Poster Paper: Hospital Investments In High Technology and Community Services: The Role of Local Market Uninsurance

Friday, November 9, 2012
Liberty A & B (Sheraton Baltimore City Center Hotel)

*Names in bold indicate Presenter

Lakshmi Balasubramanian, University of North Texas Health Science Center

The passage of the Patient Protection and Affordable Care Act will affect the health care industry, especially hospitals, in ways that are yet to be completely obvious. The proposed reduction in the number of people without health insurance will have an impact not only on how hospitals run their operations, but also have far-reaching policy implications regarding the decisions hospitals make about their business and investments.

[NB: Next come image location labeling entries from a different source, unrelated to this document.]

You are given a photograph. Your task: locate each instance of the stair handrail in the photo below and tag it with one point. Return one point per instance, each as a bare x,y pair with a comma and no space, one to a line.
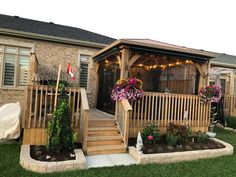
84,118
122,112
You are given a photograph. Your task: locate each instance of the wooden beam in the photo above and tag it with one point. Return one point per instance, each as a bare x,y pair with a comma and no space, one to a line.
124,62
58,80
119,60
133,59
199,68
97,67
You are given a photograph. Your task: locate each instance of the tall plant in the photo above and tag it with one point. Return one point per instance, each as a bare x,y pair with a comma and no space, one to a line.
60,133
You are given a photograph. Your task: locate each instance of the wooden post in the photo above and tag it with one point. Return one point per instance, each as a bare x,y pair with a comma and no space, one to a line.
202,68
124,63
58,79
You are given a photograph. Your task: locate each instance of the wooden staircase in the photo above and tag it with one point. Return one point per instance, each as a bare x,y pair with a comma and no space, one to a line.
103,136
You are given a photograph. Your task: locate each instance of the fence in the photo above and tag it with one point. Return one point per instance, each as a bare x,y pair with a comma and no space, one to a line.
161,109
39,107
230,105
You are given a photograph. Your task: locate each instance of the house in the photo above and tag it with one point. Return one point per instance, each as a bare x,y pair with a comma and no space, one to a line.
224,66
172,76
21,40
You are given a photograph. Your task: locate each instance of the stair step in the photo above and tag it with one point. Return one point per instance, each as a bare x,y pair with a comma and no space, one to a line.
102,131
104,140
101,123
112,149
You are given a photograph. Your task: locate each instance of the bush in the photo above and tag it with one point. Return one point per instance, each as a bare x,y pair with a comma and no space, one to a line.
201,137
177,134
230,121
60,134
151,134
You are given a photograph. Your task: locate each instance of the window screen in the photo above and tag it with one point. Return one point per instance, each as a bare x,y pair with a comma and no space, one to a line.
84,64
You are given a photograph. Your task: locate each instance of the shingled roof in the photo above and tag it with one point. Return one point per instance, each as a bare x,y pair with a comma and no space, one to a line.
51,29
224,58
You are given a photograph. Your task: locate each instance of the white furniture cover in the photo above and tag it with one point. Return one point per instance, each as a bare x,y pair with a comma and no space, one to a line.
10,121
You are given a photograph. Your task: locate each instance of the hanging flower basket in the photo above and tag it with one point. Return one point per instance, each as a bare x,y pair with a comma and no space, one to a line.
210,94
130,89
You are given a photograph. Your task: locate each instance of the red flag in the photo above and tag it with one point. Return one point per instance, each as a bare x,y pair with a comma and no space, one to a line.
69,71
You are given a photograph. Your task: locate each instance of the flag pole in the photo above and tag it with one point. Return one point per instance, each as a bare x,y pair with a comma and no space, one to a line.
58,79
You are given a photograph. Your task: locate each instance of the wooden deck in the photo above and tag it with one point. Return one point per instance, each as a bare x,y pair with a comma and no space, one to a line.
97,114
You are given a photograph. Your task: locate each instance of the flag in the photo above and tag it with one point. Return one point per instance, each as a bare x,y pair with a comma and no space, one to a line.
69,71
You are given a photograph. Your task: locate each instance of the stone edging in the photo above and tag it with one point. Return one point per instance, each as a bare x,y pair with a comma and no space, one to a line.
181,156
45,167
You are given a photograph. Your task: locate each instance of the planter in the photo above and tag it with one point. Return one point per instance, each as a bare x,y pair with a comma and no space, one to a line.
45,167
173,157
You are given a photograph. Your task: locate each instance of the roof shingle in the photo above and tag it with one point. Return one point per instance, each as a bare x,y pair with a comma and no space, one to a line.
39,27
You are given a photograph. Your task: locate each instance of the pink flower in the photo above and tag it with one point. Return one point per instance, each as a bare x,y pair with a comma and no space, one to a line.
150,137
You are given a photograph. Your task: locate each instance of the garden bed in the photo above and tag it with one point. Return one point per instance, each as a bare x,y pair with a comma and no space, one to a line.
42,154
171,157
162,147
45,167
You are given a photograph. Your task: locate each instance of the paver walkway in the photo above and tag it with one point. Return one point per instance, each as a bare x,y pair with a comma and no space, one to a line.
109,160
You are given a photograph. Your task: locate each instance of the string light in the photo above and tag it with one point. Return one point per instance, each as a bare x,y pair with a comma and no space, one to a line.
164,66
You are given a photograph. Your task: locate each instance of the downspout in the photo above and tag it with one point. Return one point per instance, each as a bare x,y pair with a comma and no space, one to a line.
208,73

This study investigates the influence that community uninsurance may have on investment decisions in hospitals, most of which operate as non-profit ventures. Unlike other types of non-profit organizations, hospitals do not focus on a target consumer base to generate revenues. Instead, every resident in the community potentially uses its services. For hospitals to break even on large investments, they need to operate in a market with a higher propensity to reimburse them for providing these services. The key dependent variables used will be a collection of high-technology investments and investments in community service projects. Extant research shows that the uninsured exhibit reduced demand for high-priced hospital services. Hospitals that operate in areas that have a high uninsured population are less likely to make significant investments in technology or community projects, thus directly affecting access for the insured population in these areas. The passage of the PPACA changes this situation. There are significant implications for access to care that are directly affected by management and policy decisions made at the hospital level as well as the county or state level due to changes in community health insurance. 

Using a two-step binomial and multinomial logistic regression with county-level clustered standard errors, this study analyzes the impact of the percent uninsured population in the respective county – our key independent variable – on each of our dependent variables. Other variables that will be considered in the analysis include hospital size, ownership, expenditures at the county level, average per capital income in the county, hospital beds per thousand population, and some adjustment for income inequality among others.

This paper primarily analyzes the influence of the degree of uninsurance in local health care markets on the availability of essential and high-cost technology and community service investments in hospitals. Preliminary analysis utilizing data from the American Hospital Association’s 2003 database provides results that suggest that uninsurance in a community significantly and negatively influences the availability of these investments. Moreover, in areas with high uninsurance, there exists a statistically significant probability of hospitals choosing not to provide the investment through any of five channels of availability that were analyzed. Once these results are clearly established, the next step of research will include analyzing changes in the make-up of the population with respect to insurance, and the resulting changes in management decisions undertaken by hospitals.